I bear in mind that the discretionary trust shows that the Claimant has made sensible decisions based on professional advice since his accident, albeit with the benefit of his wife’s presence and support. I also bear in mind that he has expressed to doctors sensible attitudes to his finances, and was able to act reasonably in relation to a rent problem.
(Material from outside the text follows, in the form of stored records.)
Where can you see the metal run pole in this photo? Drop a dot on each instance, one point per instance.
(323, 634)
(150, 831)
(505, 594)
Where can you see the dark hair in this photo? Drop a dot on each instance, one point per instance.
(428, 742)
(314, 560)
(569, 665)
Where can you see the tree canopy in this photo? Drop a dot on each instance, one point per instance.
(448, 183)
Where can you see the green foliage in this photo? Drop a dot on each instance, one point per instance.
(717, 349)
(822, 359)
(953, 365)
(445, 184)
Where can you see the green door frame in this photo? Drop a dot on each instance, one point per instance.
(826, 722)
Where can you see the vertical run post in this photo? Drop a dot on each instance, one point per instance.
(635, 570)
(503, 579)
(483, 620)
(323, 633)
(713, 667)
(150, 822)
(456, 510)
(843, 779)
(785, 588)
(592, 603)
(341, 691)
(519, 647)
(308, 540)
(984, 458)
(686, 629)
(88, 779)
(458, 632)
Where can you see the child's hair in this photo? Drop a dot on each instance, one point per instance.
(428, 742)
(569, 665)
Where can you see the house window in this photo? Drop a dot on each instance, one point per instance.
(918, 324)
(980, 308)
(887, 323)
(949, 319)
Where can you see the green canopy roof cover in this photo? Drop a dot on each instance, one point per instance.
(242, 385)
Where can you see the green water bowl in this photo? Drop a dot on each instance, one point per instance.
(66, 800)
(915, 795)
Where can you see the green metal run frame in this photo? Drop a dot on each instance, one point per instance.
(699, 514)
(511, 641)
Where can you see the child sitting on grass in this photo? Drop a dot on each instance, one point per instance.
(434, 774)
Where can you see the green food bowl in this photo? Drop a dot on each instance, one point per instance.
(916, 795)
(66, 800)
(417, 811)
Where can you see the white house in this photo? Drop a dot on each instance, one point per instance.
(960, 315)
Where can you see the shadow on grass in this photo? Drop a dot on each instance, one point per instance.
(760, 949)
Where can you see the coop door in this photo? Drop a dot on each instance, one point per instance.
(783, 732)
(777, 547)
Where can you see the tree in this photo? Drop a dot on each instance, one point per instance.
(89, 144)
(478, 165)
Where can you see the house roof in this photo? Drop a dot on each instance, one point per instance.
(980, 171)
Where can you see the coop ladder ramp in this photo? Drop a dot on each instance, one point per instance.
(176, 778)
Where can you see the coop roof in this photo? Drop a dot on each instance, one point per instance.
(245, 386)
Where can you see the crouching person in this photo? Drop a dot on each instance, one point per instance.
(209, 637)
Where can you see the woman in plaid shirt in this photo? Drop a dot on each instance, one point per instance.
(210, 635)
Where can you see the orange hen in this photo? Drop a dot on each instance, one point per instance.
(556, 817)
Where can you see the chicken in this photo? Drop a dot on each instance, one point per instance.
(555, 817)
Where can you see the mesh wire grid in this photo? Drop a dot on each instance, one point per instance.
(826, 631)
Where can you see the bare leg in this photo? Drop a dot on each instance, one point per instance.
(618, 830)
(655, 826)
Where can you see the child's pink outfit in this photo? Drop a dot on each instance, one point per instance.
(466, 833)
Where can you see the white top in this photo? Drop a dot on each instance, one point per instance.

But I find the evidence of Mrs Lindsay compelling.

49.

The discrepancy between the general picture given by Mrs Lindsay and that given by the medical evidence, and in particular that of Dr Neal and Dr Leng, is largely explained by the difference between “real life”, as it is described, and the artificial conditions of a medical assessment. I reject Dr Neal’s view that the Claimant’s vulnerability to bad advice and inability to weigh up such advice pre-dates his accident, and is not a consequence of his brain injuries. Dr Neal’s view is not based on any knowledge of the Claimant from before the accident, but on his history, which is less than comprehensive so far as his pre-accident personality is concerned. It is inconsistent with the description of the Claimant’s behaviour and conduct in paragraphs 11 to 18 of Mark Lindsay’s witness statement, which I accept as accurate. The evidence of Mr Corbett indicates that Dr Neal and to some extent Dr Leng have underestimated the degree of the Claimant’s incapacity, particularly in relation to his ability to work, doubtless in part because of the differences between clinical and normal conditions and performance. Dr Leng was of the view that he “falls just short of the Court’s criteria for being placed under the Court of Protection”. The correction that I consider must be made to his opinion brings the Claimant within those criteria. Moreover, the Claimant will be without the support and advice of Mrs Lindsay, otherwise than on the telephone. If offers for settlement are made while the Claimant is in Australia, and have to be responded to while he is there, the difficulties will be exacerbated, because he may well not be in “a structured setting, free from distractions” there.

50.

I accept Dr Sumner’s view, expressed in the joint statement (from which Dr Neal resiled to some extent) that but for the discretionary trust the Claimant would be a patient in relation to his affairs. It is, I think, common ground that if the Claimant were to refuse to place a lump sum award in trust, he would be a patient. I do not think that it is right to proceed on the basis that he will necessarily agree to place such an award in trust. What I have to determine is not whether he will accept the advice he is given, but whether he can absorb and weigh the advice he is likely to be given and make a rational decision on it.

51.

My conclusion is that the Claimant is unable to deal with the advice he is likely to receive or to give reliably rational instructions based on that advice. I therefore find that he is a patient within the meaning of Part VII of the 1983 Act and therefore within CPR Part 21.